NATO’s defense ministers will meet in Brussels next week to start rethinking the bloc’s decades-old strategy on relations with Russia, Politico has reported
Despite ties between NATO and Russia hitting “rock bottom” after the outbreak of the Ukraine conflict in February 2022, the ‘Founding Act’ with Moscow remains in force within the US-led alliance, the outlet noted in an article on Friday.
The 1997 document, which states that NATO and Russia share a common goal to “build a stable, peaceful and undivided Europe,” does not reflect the current situation, Politico wrote.
During its summit in Washington in July, NATO labeled Moscow the “most significant and direct threat to Allies’ security,” while Russia continues to insist that the bloc’s eastward expansion is an “existential danger” for the country.
NATO countries are now trying to “map out different elements of [the Russia] strategy and advance the debates inside the alliance that takes us to subjects like the future of the NATO-Russia Founding Act,” a senior US official was quoted by Politico as saying.
"It is time to now craft a new strategy in terms of specific positions” of the member states, the official added.

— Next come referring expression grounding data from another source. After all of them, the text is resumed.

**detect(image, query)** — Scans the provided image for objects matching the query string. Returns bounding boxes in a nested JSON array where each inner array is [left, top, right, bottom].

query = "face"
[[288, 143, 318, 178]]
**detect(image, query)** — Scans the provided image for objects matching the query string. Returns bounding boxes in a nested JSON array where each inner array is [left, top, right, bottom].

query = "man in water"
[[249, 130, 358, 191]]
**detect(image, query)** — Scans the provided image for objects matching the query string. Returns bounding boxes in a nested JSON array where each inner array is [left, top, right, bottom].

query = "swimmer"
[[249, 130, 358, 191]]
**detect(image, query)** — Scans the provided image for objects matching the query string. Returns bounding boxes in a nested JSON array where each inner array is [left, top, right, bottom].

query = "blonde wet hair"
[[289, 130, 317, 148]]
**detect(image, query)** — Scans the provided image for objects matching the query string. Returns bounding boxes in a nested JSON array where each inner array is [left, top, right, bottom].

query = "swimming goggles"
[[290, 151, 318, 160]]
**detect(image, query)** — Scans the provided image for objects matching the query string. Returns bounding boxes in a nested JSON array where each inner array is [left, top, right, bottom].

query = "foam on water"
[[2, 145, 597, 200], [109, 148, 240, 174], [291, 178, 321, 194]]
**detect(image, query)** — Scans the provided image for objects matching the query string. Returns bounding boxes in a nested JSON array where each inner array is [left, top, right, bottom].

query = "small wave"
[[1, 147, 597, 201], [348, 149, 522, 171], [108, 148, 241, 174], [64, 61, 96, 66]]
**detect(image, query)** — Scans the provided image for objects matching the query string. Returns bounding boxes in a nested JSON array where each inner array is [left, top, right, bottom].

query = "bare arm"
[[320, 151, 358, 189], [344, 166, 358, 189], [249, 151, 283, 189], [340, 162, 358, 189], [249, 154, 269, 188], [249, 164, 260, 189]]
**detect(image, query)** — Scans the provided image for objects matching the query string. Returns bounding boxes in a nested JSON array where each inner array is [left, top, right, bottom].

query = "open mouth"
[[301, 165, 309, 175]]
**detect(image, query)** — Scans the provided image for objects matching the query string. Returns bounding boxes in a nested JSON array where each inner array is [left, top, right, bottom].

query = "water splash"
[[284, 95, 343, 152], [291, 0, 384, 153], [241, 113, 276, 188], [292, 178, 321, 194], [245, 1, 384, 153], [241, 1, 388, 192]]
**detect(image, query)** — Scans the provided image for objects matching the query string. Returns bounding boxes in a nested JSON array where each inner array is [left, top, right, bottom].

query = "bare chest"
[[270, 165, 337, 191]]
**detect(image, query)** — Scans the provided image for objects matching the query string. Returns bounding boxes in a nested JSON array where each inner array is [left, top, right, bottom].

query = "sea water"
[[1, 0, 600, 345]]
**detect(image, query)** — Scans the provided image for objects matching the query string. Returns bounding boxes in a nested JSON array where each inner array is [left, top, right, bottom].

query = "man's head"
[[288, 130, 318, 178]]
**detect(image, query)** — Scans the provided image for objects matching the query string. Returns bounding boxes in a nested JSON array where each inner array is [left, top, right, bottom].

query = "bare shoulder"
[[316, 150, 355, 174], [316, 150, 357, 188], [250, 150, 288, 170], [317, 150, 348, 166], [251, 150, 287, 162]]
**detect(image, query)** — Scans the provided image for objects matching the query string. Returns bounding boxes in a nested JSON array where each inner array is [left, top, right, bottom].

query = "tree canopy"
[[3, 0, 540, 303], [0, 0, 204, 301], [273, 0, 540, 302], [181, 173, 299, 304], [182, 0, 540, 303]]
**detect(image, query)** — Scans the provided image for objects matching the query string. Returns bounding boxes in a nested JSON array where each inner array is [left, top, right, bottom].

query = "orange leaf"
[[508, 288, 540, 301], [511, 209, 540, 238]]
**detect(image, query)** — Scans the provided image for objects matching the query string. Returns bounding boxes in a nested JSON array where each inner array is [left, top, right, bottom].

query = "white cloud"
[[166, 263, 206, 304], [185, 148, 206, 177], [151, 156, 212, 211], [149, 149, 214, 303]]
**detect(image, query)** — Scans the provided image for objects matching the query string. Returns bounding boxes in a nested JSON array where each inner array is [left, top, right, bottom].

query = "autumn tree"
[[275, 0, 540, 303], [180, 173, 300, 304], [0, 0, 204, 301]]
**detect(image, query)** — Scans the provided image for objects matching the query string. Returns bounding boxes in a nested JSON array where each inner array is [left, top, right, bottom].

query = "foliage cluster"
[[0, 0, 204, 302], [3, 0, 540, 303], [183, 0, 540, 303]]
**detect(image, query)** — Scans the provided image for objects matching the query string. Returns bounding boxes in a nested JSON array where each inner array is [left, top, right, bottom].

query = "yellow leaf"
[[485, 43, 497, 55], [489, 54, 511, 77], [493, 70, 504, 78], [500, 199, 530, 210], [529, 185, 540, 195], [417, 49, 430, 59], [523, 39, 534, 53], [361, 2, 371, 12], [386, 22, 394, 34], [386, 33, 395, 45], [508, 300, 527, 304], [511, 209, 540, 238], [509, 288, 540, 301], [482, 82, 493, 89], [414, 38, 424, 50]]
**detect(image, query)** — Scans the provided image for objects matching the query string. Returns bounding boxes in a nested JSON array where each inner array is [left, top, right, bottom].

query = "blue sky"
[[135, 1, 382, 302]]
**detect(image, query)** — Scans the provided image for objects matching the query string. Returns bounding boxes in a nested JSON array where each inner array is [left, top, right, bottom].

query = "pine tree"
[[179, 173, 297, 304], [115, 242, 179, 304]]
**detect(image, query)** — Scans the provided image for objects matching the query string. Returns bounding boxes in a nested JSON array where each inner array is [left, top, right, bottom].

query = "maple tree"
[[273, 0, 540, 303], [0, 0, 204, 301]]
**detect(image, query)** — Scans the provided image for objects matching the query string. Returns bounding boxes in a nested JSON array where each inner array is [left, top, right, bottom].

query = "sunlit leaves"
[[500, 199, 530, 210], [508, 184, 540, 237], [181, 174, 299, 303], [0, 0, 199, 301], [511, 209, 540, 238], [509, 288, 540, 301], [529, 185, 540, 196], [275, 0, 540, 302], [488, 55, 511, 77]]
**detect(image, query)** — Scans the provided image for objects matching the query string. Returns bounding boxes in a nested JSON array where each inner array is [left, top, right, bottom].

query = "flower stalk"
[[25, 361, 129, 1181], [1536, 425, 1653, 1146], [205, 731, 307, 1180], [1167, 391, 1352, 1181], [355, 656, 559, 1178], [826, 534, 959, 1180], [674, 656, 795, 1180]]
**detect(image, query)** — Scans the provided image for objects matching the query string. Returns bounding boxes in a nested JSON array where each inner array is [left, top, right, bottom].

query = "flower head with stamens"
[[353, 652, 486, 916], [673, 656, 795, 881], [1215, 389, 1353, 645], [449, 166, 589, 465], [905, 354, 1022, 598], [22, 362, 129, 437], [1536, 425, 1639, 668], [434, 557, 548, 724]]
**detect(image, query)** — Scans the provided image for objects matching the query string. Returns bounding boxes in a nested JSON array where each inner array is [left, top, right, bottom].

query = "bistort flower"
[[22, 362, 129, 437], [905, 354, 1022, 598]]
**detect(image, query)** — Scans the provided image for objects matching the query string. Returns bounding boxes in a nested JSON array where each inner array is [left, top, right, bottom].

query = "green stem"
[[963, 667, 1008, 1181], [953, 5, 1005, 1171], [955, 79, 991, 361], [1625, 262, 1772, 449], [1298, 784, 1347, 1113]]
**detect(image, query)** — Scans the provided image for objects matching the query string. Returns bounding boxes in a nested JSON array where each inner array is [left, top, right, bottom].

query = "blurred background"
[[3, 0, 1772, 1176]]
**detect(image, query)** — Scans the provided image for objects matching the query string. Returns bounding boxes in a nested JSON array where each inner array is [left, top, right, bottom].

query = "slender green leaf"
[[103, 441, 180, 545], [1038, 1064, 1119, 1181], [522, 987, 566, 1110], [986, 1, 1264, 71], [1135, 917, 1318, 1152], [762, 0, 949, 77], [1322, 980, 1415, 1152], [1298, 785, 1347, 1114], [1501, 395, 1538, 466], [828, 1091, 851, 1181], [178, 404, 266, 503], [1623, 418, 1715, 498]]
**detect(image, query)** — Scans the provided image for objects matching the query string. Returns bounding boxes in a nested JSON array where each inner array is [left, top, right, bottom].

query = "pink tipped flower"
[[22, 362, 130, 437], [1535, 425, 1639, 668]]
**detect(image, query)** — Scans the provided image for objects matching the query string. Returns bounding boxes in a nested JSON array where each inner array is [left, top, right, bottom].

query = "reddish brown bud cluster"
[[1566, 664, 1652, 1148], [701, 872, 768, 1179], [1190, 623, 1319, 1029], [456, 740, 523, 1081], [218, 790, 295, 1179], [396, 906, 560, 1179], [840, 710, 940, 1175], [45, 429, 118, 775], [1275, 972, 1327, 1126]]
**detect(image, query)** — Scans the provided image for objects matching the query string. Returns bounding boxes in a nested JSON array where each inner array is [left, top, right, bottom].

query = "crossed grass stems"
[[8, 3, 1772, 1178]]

Lower-level discussions on the new Russia policy have been underway for months within the bloc, and next week the issue will be addressed at the ministerial level, the report said. NATO previously announced that it planned to formulate a new strategy before its summit in The Hague, to be held next summer.
"Right now we have to have an understanding across the alliance... that the [Founding Act] and the NATO-Russia Council were built for a different era, and I think the allies are prepared to say that was a different era in our relationship with Russia, and therefore something new is merited,” the US official explained.
The official described the strategy as a “political exercise,” adding that its military implications are expected to be “limited.”
According to Politico, there are differences among members when it comes to the new policy towards Moscow, as some are concerned that an overly aggressive “signal” could “destabilize” Russia. There are also questions over Hungary and Slovakia, which see “strategic value” in engaging with Moscow, despite being NATO members, it added.
Earlier this week, Russian Deputy Foreign Minister Aleksandr Grushko said NATO is no longer hiding the fact that it is bracing for a potential military conflict with Moscow. Possible options for fighting Russia are being continuously worked out within the bloc, military budgets of member states are being boosted, and Western economies are being militarized, he said.
It was not Russia but NATO that took “the path of confrontation” by refusing to engage in dialogue, Grushko insisted. Because of this, the US-led bloc bears full responsibility for a “major European security crisis” caused by the Ukraine conflict, he added.